The Evolution of My Sexuality

I remember as if it were yesterday the sex I had that first year of college.

There was Eric who I was crazy about. He was so sexy, cute, and had a great smile.  We only had sex twice, and as I remember it, he cut off the relationship. But it is fair to say, Eric and I were both young and very confused about our sexuality that first year of college. I thought about Eric for many years after that, but it was not to be.

There was Jay whom I slept with when we visited the home of our friend Nina on a break from school. I found Jay adorable and sexy. Nina was aghast to find out we had done more than sharing a room in her parent’s home. Jay never came back to school after that first semester and we never heard from him again. I tried many times over the years to find Jay and connect with him but he was not to be found.

Then there was a guy whose name I no longer remember.  I met him in a gay bar not far from campus and we saw each other a few times.  He was tall and cute with big facial features. I remember he was a very sloppy kisser and I was not overly turned on by that. I soon ended the relationship.

Of course, there was Christopher, my first and last boyfriend for the next forty years.  We saw each other for a little over a month in the second semester of my first year of college. Christopher was truly crazy and it did not end well, but I remember how sexy he was as we had sex at night in my dorm room. He was tall and thin with curly hair and an adorable, wild smile.  He loved Barbra Streisand as only a gay man can. He would play her records on my turntable as he pranced around my dorm singing or mouthing the words and pretending to be Barbra. Christoper was truly crazy and confirmed my worst fears about the gay world. Going back into the closet after my freshman year of college was due in large part to the pain I was in after my relationship with Christopher exploded. But the full story of Christopher is best left for another day.

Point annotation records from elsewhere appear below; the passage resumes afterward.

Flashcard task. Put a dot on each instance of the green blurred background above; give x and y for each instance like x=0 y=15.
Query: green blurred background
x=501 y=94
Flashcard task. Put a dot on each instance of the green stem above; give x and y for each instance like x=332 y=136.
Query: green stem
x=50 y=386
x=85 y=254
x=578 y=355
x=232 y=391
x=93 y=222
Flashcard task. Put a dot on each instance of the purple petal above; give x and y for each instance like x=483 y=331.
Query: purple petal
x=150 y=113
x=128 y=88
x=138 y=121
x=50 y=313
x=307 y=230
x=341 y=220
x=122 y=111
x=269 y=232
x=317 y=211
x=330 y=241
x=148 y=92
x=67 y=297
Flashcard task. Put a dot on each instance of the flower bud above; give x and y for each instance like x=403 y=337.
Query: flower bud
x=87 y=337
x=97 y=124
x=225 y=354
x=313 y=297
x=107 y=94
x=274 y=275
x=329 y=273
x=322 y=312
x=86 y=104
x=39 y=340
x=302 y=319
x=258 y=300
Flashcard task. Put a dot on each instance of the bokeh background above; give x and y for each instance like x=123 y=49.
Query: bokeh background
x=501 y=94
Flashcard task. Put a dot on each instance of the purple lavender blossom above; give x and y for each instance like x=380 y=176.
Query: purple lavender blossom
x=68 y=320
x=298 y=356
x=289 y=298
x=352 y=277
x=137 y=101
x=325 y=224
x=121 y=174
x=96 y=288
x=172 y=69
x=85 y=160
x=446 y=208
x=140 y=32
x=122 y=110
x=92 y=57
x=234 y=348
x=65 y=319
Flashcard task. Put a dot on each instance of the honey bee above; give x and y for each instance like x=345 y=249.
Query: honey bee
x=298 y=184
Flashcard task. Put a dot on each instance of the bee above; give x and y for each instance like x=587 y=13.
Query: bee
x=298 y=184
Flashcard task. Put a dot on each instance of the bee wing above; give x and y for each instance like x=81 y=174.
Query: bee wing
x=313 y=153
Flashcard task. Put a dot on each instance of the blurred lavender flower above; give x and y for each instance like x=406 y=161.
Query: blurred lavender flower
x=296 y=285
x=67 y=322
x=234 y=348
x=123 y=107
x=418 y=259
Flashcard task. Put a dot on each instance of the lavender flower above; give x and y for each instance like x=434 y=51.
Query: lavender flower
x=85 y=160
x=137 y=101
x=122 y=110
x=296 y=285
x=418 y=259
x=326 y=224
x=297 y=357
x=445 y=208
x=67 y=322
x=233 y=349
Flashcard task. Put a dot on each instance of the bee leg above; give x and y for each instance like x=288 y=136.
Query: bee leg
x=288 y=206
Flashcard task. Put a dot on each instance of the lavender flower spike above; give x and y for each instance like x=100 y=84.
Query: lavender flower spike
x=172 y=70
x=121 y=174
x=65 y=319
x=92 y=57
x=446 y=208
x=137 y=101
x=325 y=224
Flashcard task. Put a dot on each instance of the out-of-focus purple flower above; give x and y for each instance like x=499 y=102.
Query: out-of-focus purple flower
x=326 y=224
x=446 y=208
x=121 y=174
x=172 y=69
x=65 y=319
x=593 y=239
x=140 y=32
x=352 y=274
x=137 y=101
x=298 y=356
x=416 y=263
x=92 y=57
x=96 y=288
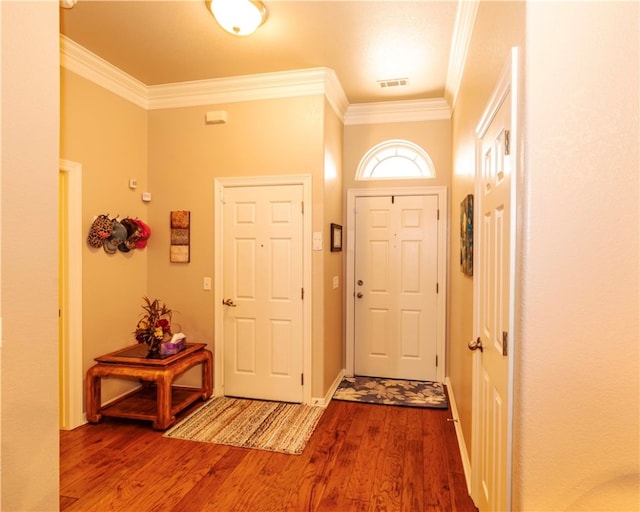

Ah, youth. My driving attraction to men and the passions I felt at eighteen years of age was so intense, strong, and unrelenting.  As the years have gone on that urgent, almost overwhelming drive has cooled. Orgasms are no longer the same driving destination. It has been replaced by a desire for long luxurious lovemaking sessions. There is something wonderful and lovely about making love on a Sunday morning. After sleeping late, having a wonderful breakfast, and showering, my partner and I often spend Sunday late mornings exploring each other’s body in long, passionate, lovemaking sessions. Our physical time together is so delicious I never want it to end.

How sexuality evolves as one goes through life is not something I have seen widely discussed.  I certainly never got the user manual that told me how my body and my sexuality would change as I age.  The urgent passions of those early years have given way to a quieter passion where touch, kissing, sensuality has replaced the intense drive to orgasm.